The story goes that after 4 years of experimentation Frank failed to find a cure for tinnitus, but discovered what he proposes as the “scientific method of psychostochastics” and a new conception of music: music that has no time. Statistically designed - so that listeners will not remember what was heard a few minutes ago and what they hear will be different upon each encounter - they enter into what he postulates as a “zone where there is no beginning nor end, no linear development but the laws of quantum mechanics”. To gain a new understanding of our perception of sound, time and uncertainty, he calls this the Wiener Process; as a nod to the mathematician and philosopher Norbert Wiener.

The press release explains that ‘seeded from a single algorithm, the Wiener Process unfolds in 24 distinct 1 hour “zones” or pieces. Each is nothing but a drawn-out instant of time, an ultra magnified moment of Planck time.’ Not to be confused with the fad from a couple of years ago where people would lie flat in incongruous places, Planck time truly does seem to be a law unto itself, and Rothkamm’s strange and ambitous project certainly demands a different approach to listening.

With each disc containing a single track an hour in duration, ‘Wiener Process’ is an exploration in (pink) noise and multi-tonal frequency, that ranges from the barely there to the barely containable. An eternity of hums and drones, slow oscillations and protracted periods of semi-silence, it isn’t music in any conventional sense: it isn’t even really ambient or ambient industrial, and sounds more like an empty rehearsal room with the amps left on or radios out of tuning than anything else. How on earth is one supposed to actually listen to this?

In truth, that’s not the purpose or primary function of this release.
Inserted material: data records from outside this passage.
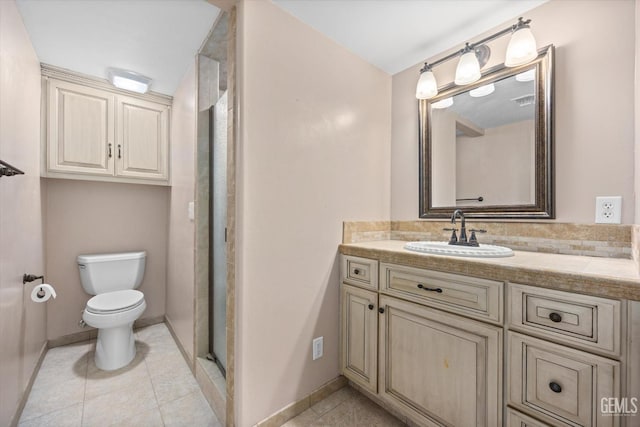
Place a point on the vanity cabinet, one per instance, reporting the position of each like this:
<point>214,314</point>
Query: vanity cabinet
<point>439,368</point>
<point>398,343</point>
<point>457,350</point>
<point>94,133</point>
<point>359,356</point>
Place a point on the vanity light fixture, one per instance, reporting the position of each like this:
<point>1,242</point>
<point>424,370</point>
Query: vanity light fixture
<point>482,91</point>
<point>444,103</point>
<point>521,50</point>
<point>129,80</point>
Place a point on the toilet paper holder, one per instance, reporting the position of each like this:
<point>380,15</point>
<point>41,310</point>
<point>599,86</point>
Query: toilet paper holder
<point>26,278</point>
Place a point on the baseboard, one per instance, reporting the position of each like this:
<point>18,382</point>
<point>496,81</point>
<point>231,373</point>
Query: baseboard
<point>298,407</point>
<point>27,391</point>
<point>215,398</point>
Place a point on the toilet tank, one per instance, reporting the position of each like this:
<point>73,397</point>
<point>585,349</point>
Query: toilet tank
<point>100,273</point>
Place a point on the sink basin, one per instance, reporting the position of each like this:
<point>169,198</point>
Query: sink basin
<point>444,248</point>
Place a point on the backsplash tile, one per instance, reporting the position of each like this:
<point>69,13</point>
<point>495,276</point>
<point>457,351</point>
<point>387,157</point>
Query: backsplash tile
<point>598,240</point>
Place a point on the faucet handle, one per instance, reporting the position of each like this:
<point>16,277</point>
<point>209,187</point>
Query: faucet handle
<point>454,237</point>
<point>472,240</point>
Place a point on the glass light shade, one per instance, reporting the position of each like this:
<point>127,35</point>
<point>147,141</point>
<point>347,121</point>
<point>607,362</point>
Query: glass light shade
<point>483,90</point>
<point>129,80</point>
<point>468,70</point>
<point>522,48</point>
<point>427,86</point>
<point>445,103</point>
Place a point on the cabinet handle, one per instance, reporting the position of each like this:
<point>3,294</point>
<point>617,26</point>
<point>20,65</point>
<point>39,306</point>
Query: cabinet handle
<point>421,286</point>
<point>555,317</point>
<point>555,387</point>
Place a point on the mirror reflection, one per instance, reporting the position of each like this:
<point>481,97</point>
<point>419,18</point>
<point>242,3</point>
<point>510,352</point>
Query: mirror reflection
<point>474,133</point>
<point>487,147</point>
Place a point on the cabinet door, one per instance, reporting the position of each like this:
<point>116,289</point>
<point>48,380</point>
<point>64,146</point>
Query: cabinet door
<point>359,329</point>
<point>142,142</point>
<point>80,129</point>
<point>560,385</point>
<point>439,368</point>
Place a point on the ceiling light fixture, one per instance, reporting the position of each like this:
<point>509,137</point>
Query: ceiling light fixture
<point>129,80</point>
<point>521,50</point>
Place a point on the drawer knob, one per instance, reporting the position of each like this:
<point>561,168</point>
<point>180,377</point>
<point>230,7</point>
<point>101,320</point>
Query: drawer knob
<point>421,286</point>
<point>555,387</point>
<point>555,317</point>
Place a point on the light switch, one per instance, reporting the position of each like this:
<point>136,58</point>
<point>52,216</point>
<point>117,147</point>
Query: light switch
<point>191,211</point>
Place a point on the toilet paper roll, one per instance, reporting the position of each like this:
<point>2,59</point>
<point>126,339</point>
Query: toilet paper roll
<point>42,293</point>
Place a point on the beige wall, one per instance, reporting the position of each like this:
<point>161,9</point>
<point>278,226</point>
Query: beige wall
<point>594,108</point>
<point>22,322</point>
<point>180,263</point>
<point>637,115</point>
<point>313,151</point>
<point>85,217</point>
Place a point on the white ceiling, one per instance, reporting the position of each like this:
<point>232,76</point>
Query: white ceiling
<point>397,34</point>
<point>157,38</point>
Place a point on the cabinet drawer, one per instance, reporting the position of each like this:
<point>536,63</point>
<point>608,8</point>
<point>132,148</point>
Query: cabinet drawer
<point>361,272</point>
<point>558,384</point>
<point>465,295</point>
<point>518,419</point>
<point>584,321</point>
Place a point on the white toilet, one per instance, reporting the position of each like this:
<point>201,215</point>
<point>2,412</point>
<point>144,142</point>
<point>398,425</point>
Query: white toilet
<point>113,278</point>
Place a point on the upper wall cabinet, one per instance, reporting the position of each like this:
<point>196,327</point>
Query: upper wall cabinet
<point>94,132</point>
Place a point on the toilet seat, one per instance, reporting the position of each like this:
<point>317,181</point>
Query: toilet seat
<point>115,302</point>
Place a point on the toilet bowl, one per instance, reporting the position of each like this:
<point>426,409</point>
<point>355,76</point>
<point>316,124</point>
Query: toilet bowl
<point>112,278</point>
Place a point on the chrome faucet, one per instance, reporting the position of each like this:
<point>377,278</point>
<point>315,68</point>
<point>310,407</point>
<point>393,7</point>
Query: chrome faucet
<point>463,229</point>
<point>462,240</point>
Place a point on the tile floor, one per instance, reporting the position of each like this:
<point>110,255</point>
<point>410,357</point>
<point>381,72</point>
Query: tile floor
<point>346,408</point>
<point>156,389</point>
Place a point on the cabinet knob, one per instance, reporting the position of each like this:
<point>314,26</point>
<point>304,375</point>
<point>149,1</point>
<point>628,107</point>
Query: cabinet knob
<point>555,387</point>
<point>555,317</point>
<point>423,287</point>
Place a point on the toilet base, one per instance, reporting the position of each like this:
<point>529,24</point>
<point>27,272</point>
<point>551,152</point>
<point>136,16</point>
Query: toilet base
<point>115,347</point>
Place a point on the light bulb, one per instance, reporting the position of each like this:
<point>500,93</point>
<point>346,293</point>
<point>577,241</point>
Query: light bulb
<point>427,86</point>
<point>445,103</point>
<point>522,47</point>
<point>468,70</point>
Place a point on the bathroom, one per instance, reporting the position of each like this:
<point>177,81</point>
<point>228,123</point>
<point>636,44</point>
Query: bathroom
<point>343,148</point>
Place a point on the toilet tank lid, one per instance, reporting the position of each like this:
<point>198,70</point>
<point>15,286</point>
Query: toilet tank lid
<point>121,256</point>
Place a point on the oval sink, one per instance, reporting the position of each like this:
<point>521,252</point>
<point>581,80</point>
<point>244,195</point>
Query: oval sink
<point>444,248</point>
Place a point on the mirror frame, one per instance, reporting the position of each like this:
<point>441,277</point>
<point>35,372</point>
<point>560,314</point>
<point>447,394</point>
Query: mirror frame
<point>543,206</point>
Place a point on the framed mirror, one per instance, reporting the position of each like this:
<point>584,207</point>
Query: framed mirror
<point>487,148</point>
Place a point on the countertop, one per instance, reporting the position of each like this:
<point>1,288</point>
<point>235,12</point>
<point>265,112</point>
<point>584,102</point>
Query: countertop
<point>606,277</point>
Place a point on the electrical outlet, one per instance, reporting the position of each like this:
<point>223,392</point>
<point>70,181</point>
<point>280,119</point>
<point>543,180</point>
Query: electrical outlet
<point>317,348</point>
<point>608,210</point>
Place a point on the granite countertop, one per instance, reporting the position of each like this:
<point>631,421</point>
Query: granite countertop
<point>606,277</point>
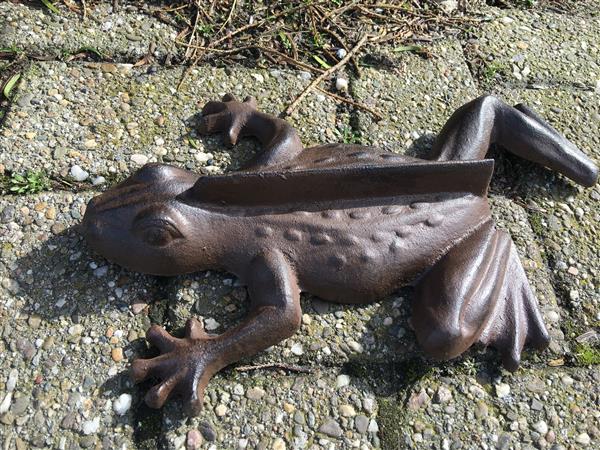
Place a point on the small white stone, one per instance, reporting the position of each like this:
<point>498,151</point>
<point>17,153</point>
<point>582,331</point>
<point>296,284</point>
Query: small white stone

Uniquely, the project is designed for low-volume headphone listening, and to co-exist with any other music or sound environment, or to simply function as an auditory 24 hour clock. As such, while the limited edition CD box set in its sleek, minimalist perspex box may make for a more impressive-looking objet d’art and elicit a greater engagement on a tactile level, the download version, in offering the potential to be played full-cycle without breaks engenders an experience that is closer to Rothkamm’s core objectives. Leaving the audio to run while you go about your everyday activities may or may not have a particularly significant effect on your life experience, but it will likely have some small impact on how you feel over the course of your day.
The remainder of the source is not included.